The ministry also connects guests to local resources. A case worker comes weekly to assist with various needs. In addition to housing people every night throughout the winter, Hagen writes letters of reference and helps connect people to housing through their case workers. Last year, 39 individuals were housed or joined programs, and furnishings were provided for 21 people transforming new apartments into homes

Just Good Food Garden

Karen Hagen, Tippecanoe pastor. Courtesy of Tippecanoe Presbyterian Church

A byproduct of Tippecanoe’s work with unhoused people was the development of a Just Good Food Garden. Hagen described her philosophy in moving from a charity model to a justice approach to ministry.

“I grew up in a family ‘with eyes to see and courage to talk about what was seen.’ So, I developed a deeper level of caring about those around me, which also helped me to see my own economic and white privilege,” she said. “I believe that a path of contemplative justice is the way to personal peace and corporate responsibility.”

The people at Tippecanoe Church believe that the way in is the way out. This faithing community is not about making someone else their mission; their ministries are grounded in their own growth and spiritual journey. The hard work is sustained by the inner work, and all this brings them closer to the realm of divine justice.

“This journey is a tippy canoe, like our name,” says Hagen. “We are on a trip towards the horizon. We set sail for a horizon, knowing from experience that as we move, things keep changing. Some of us zig-zag or circle around; some head toward the horizon. All of us are critical to us all staying afloat.”

The food production work started with building victory gardens. Tippecanoe invited people from the community to grow their own food, providing space and resources. Then many of them wanted gardens in their backyards, so the gardens morphed to offer homeless guests they knew the opportunity to grow food to be given away at a local food pantry.

A volunteer cooks for a healthy dining class. Courtesy of Tippecanoe Presbyterian Church

The gardens serve as a workforce development training site. For the past five years, Tippecanoe has covenanted with homeless interns to work in the gardens. They have the opportunity to do meaningful work, earn some income and have a safe place to be during the summer, and pick up some job readiness skills. Tippecanoe also makes available a master gardener and a community educator to work with the interns.

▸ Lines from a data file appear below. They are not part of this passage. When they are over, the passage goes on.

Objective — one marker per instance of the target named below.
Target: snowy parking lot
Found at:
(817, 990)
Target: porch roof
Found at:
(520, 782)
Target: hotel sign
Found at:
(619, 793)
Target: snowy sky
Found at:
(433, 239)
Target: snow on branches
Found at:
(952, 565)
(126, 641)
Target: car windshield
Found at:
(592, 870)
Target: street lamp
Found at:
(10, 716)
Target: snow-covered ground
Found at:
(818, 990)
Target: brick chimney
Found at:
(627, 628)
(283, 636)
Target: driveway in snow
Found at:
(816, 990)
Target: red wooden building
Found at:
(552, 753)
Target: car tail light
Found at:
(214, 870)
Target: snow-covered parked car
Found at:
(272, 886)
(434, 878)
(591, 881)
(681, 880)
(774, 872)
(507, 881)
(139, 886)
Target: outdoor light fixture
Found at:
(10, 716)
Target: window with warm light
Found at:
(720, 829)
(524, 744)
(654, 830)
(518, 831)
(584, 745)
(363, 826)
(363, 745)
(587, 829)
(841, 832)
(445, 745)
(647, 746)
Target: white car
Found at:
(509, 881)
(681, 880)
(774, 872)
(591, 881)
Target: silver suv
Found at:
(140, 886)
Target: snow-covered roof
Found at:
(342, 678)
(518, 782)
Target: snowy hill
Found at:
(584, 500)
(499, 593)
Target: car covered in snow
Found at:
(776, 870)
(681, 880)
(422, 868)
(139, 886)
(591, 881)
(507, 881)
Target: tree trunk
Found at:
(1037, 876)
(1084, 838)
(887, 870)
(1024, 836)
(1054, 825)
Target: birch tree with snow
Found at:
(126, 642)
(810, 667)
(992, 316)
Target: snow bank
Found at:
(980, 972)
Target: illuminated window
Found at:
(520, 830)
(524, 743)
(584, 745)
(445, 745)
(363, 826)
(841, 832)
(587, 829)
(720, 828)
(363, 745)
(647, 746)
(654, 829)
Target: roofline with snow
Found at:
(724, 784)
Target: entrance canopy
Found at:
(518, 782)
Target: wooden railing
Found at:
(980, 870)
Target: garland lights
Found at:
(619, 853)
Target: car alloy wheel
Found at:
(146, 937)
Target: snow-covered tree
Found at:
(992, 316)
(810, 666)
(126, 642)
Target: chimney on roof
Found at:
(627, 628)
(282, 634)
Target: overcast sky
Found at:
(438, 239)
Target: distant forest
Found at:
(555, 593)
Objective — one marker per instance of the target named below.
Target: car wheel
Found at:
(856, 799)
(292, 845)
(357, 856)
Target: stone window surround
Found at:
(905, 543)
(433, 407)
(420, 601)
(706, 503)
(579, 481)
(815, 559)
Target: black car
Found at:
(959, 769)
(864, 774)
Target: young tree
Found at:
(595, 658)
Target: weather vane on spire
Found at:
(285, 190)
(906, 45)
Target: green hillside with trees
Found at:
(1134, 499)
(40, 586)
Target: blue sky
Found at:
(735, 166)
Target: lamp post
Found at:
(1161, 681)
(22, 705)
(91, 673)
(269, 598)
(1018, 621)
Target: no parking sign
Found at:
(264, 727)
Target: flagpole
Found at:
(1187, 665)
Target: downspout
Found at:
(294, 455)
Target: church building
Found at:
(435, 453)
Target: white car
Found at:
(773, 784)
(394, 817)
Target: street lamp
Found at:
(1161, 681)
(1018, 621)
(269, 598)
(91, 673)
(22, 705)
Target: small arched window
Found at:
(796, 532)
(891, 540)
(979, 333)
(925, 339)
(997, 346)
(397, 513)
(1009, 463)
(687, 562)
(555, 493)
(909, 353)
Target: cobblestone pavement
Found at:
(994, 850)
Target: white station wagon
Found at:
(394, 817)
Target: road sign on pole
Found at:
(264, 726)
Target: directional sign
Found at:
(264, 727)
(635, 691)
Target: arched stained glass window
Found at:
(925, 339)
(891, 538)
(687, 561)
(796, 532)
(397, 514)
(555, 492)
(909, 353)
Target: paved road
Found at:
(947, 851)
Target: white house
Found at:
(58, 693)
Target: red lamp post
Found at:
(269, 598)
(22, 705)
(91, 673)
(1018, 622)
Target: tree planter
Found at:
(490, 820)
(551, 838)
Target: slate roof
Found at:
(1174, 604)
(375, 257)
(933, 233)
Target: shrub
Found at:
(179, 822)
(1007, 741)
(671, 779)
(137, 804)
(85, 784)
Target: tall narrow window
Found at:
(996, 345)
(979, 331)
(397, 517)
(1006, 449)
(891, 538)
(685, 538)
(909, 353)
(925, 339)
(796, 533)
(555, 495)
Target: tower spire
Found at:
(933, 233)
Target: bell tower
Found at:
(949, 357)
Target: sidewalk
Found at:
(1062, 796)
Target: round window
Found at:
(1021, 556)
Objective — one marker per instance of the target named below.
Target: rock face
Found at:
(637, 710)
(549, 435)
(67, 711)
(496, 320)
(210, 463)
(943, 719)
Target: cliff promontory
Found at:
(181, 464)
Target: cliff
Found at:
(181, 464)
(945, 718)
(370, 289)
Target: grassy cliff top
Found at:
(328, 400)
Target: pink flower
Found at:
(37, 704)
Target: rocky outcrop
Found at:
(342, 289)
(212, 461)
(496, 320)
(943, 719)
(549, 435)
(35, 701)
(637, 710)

Four interns have grown 4,000 pounds of organic produce this year in raised beds and on the rooftop garden. They also have a giving garden, where people can help themselves to organically-grown vegetables. Two interns bring the food to Friedens Food Pantry at Hope House, a homeless shelter.  There, the produce is arranged like in a grocery store and recipes are shared. A volunteer cooks that week’s pantry items and shares samples. Past interns have found employment, and some have been helped to find housing.

Once a month, a healthy casserole class is held using produce from the pantry. The community educator demonstrates how to cook a casserole, while participants learn chopping, measuring and recipe-reading skills. When it’s ready, everyone enjoys the fruit of their labor. Attendees then are invited to take home ingredients so they can duplicate the casserole at home.

Mission and Worship

On Labor Day this year, as part of their worship, Tippecanoe members harvested some of the bounty from the garden. With vegetables in hand, they went out through the neighborhood and gave neighbors produce and thank-you cards for being good neighbors.

“We make sure the water is buoyant with spiritual awareness and a sense of belonging. If you fall in, you may get wet, but you’re not going down,” said Hagen.

Tippecanoe is one of the congregations and groups around the U.S. participating in the Food Week of Action. The Presbyterian Hunger Program is able to share God’s love with our neighbors in need around the world because of gifts to One Great Hour of Sharing.